Friday, October 10th, 2008

Worried by the delay in disposing of a High Court (HC) rule on re-demarcation of parliamentary constituencies, the Election Commission (EC) has moved for removal of the stay on the redrawn boundaries to clear way for announcing the election schedule.

Counsels of the EC applied to an HC vacation bench on Sunday for vacating the stay order considering the urgency. But the bench did not entertain the petition as it was its last working day before the Supreme Court resumes October 12, EC sources said.

The EC might not be able to announce the schedule for the ninth parliamentary polls by November 2 if the HC stay on re-demarcation of the constituencies remains effective until November 6 as per HC orders.

But the commission must announce the election schedule early November in order to allow a required gap of 42 to 45 days between the announcement and poll date December 18.

In this situation, the EC counsels will move to the HC again on October 12 with the same petition in line with the EC guidelines, sources said.

“We are trying our best to remove the difficulties the Election Commission is facing regarding the re-demarcated constituencies,” EC counsel Shahdeen Malik told The Daily Star.

Former BNP lawmaker Abdul Mannan filed a writ petition challenging the EC’s July 10 gazette notification that finalised the re-demarcation of 300 parliamentary constituencies.

Following the petition, the HC on August 7 stayed the effectiveness of the notification for three months and issued a ruling on the government and the EC asking them to explain in two weeks why the notification should not be declared unconstitutional and illegal.
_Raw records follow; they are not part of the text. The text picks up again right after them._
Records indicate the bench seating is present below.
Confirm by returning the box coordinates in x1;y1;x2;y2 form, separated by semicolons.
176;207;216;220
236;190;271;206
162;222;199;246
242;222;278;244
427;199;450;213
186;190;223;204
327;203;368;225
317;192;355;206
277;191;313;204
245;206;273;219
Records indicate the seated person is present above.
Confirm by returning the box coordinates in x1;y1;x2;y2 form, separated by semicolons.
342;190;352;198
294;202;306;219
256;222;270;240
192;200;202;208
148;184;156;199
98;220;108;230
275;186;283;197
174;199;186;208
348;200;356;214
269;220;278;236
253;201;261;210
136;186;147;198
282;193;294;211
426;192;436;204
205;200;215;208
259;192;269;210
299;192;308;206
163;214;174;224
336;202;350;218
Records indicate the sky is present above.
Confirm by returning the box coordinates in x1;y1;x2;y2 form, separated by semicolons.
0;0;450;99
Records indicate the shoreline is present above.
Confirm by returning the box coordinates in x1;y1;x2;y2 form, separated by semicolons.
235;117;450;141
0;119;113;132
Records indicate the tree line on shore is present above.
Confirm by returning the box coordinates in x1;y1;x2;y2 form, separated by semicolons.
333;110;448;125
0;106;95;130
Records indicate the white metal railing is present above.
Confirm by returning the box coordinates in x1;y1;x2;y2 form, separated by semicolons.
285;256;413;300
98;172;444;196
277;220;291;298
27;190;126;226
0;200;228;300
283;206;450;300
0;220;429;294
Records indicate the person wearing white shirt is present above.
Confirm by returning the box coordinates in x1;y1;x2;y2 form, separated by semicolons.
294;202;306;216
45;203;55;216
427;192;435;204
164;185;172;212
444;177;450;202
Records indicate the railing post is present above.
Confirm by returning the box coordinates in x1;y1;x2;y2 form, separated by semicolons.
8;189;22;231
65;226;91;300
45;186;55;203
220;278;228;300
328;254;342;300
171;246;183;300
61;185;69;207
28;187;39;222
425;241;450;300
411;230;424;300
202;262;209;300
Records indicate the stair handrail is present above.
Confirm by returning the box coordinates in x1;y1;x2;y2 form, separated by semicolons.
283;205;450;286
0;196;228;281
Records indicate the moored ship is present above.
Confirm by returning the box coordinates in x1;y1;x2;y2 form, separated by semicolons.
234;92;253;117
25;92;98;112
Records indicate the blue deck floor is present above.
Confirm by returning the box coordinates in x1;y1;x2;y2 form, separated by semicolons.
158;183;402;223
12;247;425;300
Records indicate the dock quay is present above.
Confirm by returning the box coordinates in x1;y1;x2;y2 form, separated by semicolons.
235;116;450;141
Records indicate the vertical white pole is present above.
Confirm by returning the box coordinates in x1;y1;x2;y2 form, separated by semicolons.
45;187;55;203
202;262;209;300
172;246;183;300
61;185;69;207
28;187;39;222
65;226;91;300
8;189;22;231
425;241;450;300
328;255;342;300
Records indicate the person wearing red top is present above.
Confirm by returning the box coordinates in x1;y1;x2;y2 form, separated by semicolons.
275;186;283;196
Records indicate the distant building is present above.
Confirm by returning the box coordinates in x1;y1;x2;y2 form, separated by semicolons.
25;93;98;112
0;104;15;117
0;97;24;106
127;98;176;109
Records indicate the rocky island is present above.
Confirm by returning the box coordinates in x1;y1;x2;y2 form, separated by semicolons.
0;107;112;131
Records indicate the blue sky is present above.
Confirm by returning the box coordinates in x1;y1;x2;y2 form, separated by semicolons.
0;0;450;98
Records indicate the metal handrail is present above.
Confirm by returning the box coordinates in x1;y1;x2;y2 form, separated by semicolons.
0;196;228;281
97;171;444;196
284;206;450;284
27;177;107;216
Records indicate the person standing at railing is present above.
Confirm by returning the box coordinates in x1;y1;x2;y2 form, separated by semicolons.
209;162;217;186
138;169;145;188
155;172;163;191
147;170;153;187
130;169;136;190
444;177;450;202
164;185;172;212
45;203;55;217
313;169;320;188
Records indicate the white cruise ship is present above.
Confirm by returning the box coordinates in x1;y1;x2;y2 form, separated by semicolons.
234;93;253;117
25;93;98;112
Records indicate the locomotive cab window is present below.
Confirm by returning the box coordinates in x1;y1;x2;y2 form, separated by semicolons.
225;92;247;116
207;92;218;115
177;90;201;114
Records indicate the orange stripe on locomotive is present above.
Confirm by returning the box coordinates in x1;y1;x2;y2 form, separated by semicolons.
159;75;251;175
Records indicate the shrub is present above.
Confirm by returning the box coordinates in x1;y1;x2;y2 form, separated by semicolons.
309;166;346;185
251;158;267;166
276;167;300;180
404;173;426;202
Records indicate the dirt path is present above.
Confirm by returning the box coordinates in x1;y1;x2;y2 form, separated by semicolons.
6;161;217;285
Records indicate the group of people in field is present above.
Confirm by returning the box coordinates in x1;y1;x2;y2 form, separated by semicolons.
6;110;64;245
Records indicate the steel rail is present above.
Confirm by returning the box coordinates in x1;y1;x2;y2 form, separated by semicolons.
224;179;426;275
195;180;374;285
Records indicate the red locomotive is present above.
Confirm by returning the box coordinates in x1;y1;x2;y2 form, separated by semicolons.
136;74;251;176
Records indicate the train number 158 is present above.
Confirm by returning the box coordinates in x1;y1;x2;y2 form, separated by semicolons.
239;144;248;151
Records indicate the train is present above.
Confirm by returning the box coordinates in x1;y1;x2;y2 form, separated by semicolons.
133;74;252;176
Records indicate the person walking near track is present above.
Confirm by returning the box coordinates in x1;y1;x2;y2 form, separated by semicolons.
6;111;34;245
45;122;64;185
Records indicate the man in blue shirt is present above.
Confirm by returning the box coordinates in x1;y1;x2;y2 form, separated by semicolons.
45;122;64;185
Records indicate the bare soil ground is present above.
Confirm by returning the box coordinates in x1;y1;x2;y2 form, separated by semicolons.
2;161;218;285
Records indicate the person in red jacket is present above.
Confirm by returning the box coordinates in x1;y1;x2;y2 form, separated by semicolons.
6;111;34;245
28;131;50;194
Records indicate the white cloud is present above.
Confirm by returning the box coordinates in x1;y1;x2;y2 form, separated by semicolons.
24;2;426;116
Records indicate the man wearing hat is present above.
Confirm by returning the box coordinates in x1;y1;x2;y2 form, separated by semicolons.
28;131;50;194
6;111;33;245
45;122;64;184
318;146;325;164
The HC stay order will expire on November 6. But Chief Election Commissioner (CEC) ATM Shamsul Huda on Wednesday said the EC would announce the schedule for the ninth parliamentary polls on November 1 or 2.
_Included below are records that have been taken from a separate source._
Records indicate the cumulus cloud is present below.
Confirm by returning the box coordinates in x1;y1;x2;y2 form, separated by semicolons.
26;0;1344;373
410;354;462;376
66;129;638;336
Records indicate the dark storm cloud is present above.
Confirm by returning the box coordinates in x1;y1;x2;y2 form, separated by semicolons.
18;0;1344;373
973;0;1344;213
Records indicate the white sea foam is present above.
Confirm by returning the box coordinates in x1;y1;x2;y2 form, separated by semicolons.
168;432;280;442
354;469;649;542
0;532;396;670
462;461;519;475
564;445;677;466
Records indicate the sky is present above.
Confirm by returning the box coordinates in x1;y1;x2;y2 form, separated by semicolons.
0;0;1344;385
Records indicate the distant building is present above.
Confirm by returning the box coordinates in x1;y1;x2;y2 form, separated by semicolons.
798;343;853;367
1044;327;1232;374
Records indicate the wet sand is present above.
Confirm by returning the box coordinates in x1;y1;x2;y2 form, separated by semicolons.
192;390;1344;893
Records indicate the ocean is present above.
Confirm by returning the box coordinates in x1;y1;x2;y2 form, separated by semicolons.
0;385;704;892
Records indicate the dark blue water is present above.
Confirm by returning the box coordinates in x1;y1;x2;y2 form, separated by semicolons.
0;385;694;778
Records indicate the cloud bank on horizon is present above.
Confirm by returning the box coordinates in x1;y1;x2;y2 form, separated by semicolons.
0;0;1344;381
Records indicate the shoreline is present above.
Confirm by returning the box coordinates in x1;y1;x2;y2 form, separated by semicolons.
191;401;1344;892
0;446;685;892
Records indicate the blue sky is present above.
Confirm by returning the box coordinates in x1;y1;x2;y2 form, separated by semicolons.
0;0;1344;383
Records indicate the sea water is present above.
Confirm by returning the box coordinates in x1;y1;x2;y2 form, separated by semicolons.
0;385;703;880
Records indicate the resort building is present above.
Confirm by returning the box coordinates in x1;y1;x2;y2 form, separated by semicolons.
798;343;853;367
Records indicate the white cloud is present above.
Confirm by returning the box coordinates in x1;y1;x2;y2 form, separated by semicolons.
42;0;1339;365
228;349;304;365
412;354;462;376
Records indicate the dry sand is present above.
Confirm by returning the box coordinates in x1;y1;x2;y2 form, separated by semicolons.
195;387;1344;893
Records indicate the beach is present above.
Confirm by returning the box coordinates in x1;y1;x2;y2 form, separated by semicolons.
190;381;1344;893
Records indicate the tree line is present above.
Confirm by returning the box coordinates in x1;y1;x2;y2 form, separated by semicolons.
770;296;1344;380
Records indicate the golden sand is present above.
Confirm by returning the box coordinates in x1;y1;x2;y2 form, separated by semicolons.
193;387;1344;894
Now either the HC rule will have to be disposed of or the stay will have to be vacated in October to clear ways for the announcement of the election schedule, said legal experts.

“If the stay remains in force until November 6, the Election Commission cannot announce the election schedule on November 1 or 2,” one of them said.
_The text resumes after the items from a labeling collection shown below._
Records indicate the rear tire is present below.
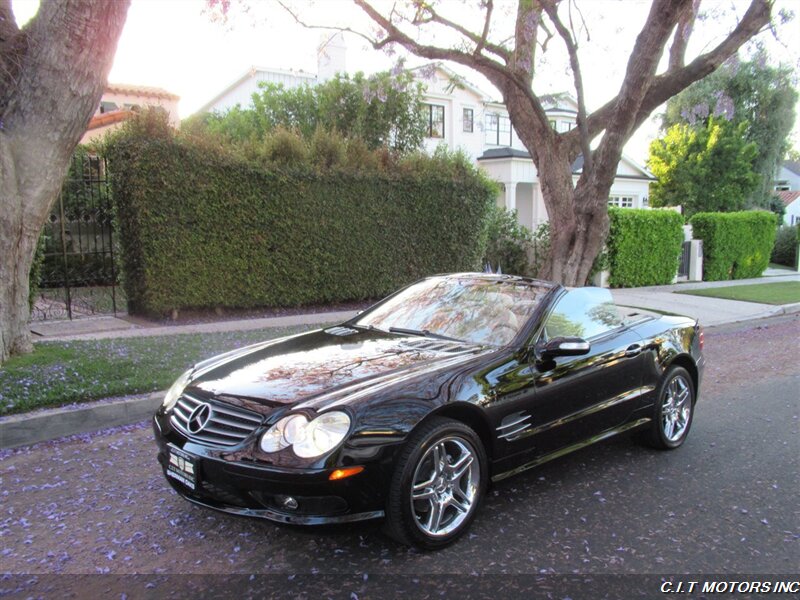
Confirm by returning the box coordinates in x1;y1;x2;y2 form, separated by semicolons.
642;366;695;450
385;417;489;550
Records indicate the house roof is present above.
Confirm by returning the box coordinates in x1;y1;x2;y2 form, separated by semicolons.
106;83;180;100
195;65;317;114
478;146;656;181
409;62;492;102
783;160;800;175
775;190;800;206
86;110;133;131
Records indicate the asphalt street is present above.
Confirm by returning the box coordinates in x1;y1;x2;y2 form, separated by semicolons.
0;315;800;597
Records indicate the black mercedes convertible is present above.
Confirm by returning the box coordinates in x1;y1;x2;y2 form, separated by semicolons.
153;273;703;549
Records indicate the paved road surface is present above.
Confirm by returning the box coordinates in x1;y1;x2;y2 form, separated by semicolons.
0;315;800;597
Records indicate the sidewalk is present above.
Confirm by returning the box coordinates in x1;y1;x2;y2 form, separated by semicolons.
611;273;800;327
0;273;800;448
31;310;357;341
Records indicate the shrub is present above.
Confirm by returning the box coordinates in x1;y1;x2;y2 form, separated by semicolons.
310;127;346;170
261;127;309;167
606;207;683;287
690;210;776;281
770;225;798;267
106;115;495;315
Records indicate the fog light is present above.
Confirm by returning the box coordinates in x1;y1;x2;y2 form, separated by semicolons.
275;496;297;510
328;467;364;481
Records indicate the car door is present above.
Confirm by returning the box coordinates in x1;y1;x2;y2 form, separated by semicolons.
526;288;645;454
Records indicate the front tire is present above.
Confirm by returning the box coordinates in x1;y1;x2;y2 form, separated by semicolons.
385;417;489;550
644;366;695;450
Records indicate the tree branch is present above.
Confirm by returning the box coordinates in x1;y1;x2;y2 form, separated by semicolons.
278;0;386;48
511;0;542;86
0;0;19;42
589;0;772;138
415;1;511;63
475;0;494;55
669;0;700;69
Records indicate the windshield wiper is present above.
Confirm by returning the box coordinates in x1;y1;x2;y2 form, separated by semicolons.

Meanwhile, because of the stay order the EC cannot begin two of its vital tasks–preparing the constituency-wise electoral rolls and finalising the list of polling stations.

Prospective candidates also cannot start their election preparations because of the uncertainty about the constituencies. Many of them already communicated with the EC to know about the fate of the recent re-demarcation, EC officials said.

EC Secretariat officials, however, said they might begin preparing the constituency-wise voter lists and the list of polling stations on the bases of the new and old parliamentary boundaries.

“We are planning to prepare two sets of them considering the urgency. We will use one that is needed,” a senior official in the EC Secretariat said.

The project for preparing voter list with photographs and facilitating issuance of national identity cards is scheduled to hand over the voter list to the EC on October 12.

In 2006, a gazette notification on parliamentary constituencies was published in a bid to hold the ninth parliamentary polls on January 22, 2007. But the election could not be held following violent political turmoil in the country that ultimately led to the declaration of the ongoing state of emergency.

On July 10 this year, the EC repealed the previous delimitation and published the new gazette notification re-demarcating the parliamentary constituencies.